La ricerca dell’autore è una salvifica sofferenza: il suo ciglio goccia acquei versi, che dilavano la concretezza e, nel contempo, ne riempiono le forme, che appaiono, all’uomo, come sensuali e seducenti morbidezze plastiche.

“Uno, nessuno, centomila” è una muliebre dea, le cui steli sono lunghe e longilinee; la loro oscura perfezione mette in risalto un fertile e terragno busto, in pregiato travertino, ove pieni e fermi seni esplodono, lumeggiati da un inusuale e solare ocra, fascinando e avvincendo, in una malía, l’animo dell’individuo.

Una goccia, “rubata”, da Venceslao Mascia, al pozzo sacro nuragico di Olbia, fregia, come un monile, le carni, e “instaura” l’impalpabile distanza, che la rende privilegio per pochi.

L’ovale è, in realtà, uno specchio: qui, Adamo diviene un connubio simbiotico, con questa femmina e mater steatopigia, e, medesimamente, quel vero assolo si frange e flette, poi, in molteplici sfumature, di un pentagramma esistenziale apolide.

 Tra i suoi righi, prende corpo l’annichilimento totale come l’eteroglossia della personalità.

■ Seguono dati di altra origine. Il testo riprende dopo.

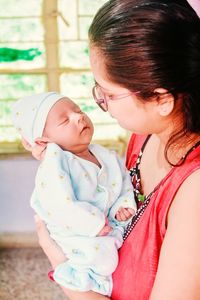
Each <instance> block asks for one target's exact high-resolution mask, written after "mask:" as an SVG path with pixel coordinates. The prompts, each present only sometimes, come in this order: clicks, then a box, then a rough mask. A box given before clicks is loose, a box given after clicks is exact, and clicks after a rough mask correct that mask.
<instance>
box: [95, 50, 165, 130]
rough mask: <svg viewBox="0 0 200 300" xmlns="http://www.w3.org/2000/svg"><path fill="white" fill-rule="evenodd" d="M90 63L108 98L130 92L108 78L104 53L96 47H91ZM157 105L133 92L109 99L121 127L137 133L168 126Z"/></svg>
mask: <svg viewBox="0 0 200 300" xmlns="http://www.w3.org/2000/svg"><path fill="white" fill-rule="evenodd" d="M90 63H91V69H92V72H93V75H94V79H95V81H96V83H97V84H98V86H99V87H100V88H101V90H102V92H103V94H104V95H107V98H109V96H112V97H115V96H118V95H123V94H127V95H128V94H130V91H129V90H128V89H126V88H124V87H122V86H120V85H118V84H116V83H113V82H112V81H110V80H109V79H108V76H107V74H106V70H105V64H104V60H103V57H102V54H101V53H100V52H99V51H98V49H97V48H95V47H91V49H90ZM157 106H158V102H157V101H153V100H152V101H149V102H144V101H141V99H140V100H139V98H138V95H137V94H131V95H129V96H127V97H125V98H124V97H123V98H121V99H117V100H110V101H108V112H109V114H110V115H111V116H112V117H113V118H114V119H116V120H117V122H118V123H119V125H120V126H121V127H123V128H125V129H127V130H129V131H131V132H134V133H137V134H151V133H159V132H160V131H162V130H164V127H165V126H166V122H164V123H163V119H162V120H161V118H160V116H159V114H158V109H157ZM161 121H162V122H161Z"/></svg>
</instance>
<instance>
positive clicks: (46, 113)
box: [12, 92, 136, 296]
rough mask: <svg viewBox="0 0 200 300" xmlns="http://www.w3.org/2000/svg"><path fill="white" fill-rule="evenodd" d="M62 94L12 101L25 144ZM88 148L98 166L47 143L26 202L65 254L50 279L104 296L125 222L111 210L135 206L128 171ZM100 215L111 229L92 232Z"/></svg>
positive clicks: (114, 266) (94, 151) (94, 227)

“Dio è morto” è una delle inflessioni di questo inedito temperamento. Venceslao Mascia “ruba” l’affermazione del filosofo Nietzsche e la “indossa” , metaforicamente, per 3 giorni… dopodiché, resuscita.

L’artista sardo celebra, nelle proprie opere, la sacralità della vita: come in un rosario, sgrana ogni perla, che è re-ligo e ode al Creatore, al creato e alle creature.

“Dio è morto” è anche il titolo della mostra personale di Venceslao Mascia, inaugurata il 29 luglio 2022, presso lo spazio adiacente alla Chiesa dedicata a S. Pantaleo, in Piazza della Chiesa n’10, a S. Pantaleo (OT)
La parte curatoriale della mostra è stata seguita dalla poetessa e curatrice comasca Maria Marchese. Media partners dell’evento sono: Oubliette Magazine, Ottiche Parallele Magazine e ilrapinososcrivere.blogspot.com. L’evento è, inoltre, sostenuto e affiancato dal progetto Cult&Culture, dalla residenza di lusso estiva Marchese Houses e dall’associazione culturale Art’s Wings Forum, dell’artista, critica d’arte e autrice marocchina Khira Jalil.